Comparing Categorical Data in R (Chi-square, Kruskal-Wallace)

While categorical data can often be reduced to dichotomous data and used with proportions tests or t-tests, there are situations where you are sampling data that falls into more than two categories and you would like to make hypothesis tests about those categories. This tutorial describes a group of tests that can be used with that type of data.

Comparing Categorical Frequencies with Expected Frequencies (Chi-Squared Goodness of Fit)

Suppose that in a statewide gubernatorial primary, an average of past statewide polls have shown the following results:

Stewart		45%
Macrander	40%
Miller		15%

The Macrander campaign recently rolled out an expensive media campaign and wants to know if there has been any change in voter opinions. In a telephone poll of 200 people in the state, they got the following results:

Stewart		82 people (41%)
Macrander	78 people (39%)
Miller		40 people (20%)

The raw results give some indication of hope. But since this is a poll there is uncertainty that your results reflect an actual change the opinions of the broader population. How certain can we be that this poll reflects an actual change?

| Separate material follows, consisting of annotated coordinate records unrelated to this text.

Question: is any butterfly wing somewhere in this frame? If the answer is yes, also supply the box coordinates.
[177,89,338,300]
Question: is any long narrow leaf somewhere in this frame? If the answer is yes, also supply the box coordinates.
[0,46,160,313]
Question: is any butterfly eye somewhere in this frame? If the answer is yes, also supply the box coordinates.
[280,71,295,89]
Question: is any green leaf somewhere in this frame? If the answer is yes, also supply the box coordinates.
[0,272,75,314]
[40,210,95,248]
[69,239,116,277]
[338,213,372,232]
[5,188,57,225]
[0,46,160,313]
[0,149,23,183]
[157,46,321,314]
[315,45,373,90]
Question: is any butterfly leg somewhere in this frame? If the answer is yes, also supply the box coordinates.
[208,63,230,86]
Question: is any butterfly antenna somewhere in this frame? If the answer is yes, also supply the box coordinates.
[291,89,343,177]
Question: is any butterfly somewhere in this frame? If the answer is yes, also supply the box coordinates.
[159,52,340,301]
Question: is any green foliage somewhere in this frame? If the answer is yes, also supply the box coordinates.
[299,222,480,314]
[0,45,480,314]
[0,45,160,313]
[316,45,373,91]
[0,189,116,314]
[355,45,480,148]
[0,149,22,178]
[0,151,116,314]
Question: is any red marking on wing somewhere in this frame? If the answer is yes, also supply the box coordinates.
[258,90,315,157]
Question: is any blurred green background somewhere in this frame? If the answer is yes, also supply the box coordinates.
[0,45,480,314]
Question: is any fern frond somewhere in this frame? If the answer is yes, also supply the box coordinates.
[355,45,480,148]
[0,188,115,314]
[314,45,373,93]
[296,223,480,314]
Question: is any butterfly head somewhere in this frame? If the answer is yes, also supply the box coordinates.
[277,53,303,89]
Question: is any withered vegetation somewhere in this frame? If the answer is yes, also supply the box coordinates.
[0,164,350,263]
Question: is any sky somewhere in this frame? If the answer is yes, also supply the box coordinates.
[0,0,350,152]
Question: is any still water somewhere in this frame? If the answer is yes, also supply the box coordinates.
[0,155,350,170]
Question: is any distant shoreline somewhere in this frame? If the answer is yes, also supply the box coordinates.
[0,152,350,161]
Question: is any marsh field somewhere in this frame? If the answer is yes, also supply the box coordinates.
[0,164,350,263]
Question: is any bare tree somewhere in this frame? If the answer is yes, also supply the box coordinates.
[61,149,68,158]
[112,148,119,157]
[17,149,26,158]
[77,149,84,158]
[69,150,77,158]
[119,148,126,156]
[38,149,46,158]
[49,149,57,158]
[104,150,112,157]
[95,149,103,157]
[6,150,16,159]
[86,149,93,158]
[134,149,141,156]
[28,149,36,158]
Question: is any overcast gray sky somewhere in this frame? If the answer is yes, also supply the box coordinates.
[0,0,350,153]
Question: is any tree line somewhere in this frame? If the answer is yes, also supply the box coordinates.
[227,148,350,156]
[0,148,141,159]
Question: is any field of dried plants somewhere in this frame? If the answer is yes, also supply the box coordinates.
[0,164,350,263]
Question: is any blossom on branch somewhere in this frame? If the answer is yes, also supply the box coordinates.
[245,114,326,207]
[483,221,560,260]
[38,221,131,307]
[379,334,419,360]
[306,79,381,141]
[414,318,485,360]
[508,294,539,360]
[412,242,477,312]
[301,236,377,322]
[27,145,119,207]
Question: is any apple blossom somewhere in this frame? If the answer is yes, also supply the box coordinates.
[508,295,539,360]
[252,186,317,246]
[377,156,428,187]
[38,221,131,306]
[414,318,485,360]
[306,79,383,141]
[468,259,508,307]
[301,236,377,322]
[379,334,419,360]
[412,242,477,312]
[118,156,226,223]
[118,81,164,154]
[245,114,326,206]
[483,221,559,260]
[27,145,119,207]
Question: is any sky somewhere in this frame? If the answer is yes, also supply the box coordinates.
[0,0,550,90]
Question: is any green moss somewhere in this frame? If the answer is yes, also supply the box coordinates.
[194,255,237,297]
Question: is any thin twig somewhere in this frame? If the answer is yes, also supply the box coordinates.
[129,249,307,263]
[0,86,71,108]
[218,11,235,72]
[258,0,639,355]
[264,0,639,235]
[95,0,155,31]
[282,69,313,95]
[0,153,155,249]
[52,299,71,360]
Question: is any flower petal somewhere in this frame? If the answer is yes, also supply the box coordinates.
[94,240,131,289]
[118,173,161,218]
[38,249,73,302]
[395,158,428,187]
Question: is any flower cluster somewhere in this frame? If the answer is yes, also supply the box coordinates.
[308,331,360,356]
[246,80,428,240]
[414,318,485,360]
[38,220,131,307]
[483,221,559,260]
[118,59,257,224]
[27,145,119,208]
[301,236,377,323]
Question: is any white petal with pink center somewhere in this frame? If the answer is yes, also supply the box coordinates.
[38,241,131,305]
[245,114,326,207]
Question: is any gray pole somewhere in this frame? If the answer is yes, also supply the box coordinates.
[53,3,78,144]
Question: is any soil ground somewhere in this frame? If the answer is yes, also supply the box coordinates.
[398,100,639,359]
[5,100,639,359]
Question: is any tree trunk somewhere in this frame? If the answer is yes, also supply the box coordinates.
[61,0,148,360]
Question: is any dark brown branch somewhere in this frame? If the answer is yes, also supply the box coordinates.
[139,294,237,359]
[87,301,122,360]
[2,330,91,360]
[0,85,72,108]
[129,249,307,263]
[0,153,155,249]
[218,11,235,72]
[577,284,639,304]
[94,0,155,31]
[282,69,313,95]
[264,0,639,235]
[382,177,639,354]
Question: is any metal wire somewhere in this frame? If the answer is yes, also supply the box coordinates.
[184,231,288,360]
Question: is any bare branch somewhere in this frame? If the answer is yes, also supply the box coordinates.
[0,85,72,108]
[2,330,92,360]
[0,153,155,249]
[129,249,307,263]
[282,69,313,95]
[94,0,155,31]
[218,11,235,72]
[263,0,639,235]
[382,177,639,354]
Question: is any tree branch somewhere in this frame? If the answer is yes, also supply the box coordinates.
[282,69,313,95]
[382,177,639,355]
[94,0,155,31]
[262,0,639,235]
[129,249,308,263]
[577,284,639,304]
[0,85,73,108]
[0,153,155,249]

The Chi-Squared (Χ2)) goodness-of-fit test compares the counts in different categories with the expected percentages in each category:

Formula for the Chi-Squared Goodness-of-Fit Test

The R function for the Chi-Squared test is chisq.test(). The x parameter is a vector of counts in each of the categories. The p parameter is an expected probabilities for each category.

In the example below, the poll results in the scenario above are compared against the probabilities from past polls. The null hypothesis (as with most tests) is that the sampled probabilities are the same as the population probabilities. The alternative hypothesis is that there is a difference - in this case, that there has been a change in opinions about the candidates.

> poll = c(stewart = 82, macrander = 78, miller = 40)
> past = c(stewart = 0.45, macrander = 0.4, miller = 0.15)

> print(chisq.test(x = poll, p = past))

        Chi-squared test for given probabilities

data:  poll
X-squared = 4.0944, df = 2, p-value = 0.1291

The p-value of 0.1291 indicates that there is a 13% chance that the null hypothesis is correct. This fairly high value means that we fail to reject the null hypothesis. In this case, that means that with this size of a sample, this close of an election, and that small of a change, we cannot have a high level of confidence that the improved results for Macrander in this poll actually reflect an improved result in the broader electorate.

When using categorical data from a vector, such as with a raw list of responses, a you can use a table() to create your x counts. Keep in mind that the table() will order the counts alphabetically, so your probability vector must also be in alphabetical order by the category name.

> responses = c(rep("stewart", 82), rep("macrander", 78), rep("miller", 40))
> poll = table(responses)
> poll
poll
macrander    miller   stewart 
       78        40        82 
> past = c(macrander = 0.4, miller = 0.15, stewart = 0.45)
> print(chisq.test(x = table(poll), p = past))

        Chi-squared test for given probabilities

data:  poll
X-squared = 4.0944, df = 2, p-value = 0.1291

Comparing Two Categorical Variables (Chi-Squared Contingency Analysis)

Suppose that the Macrander campaign would like to know how partisan this election is. If people are largely choosing to vote along party lines, the campaign will seek to get their base voters out to the polls. If people are splitting their ticket, the campaign may focus their efforts more broadly.

The Chi-Squared test can also be used to determine if two categorical variables are independent. What is passed as the parameter is a contingency table created with the table() function that cross-classifies the number of rows that are in the categories specified by the two categorical variables.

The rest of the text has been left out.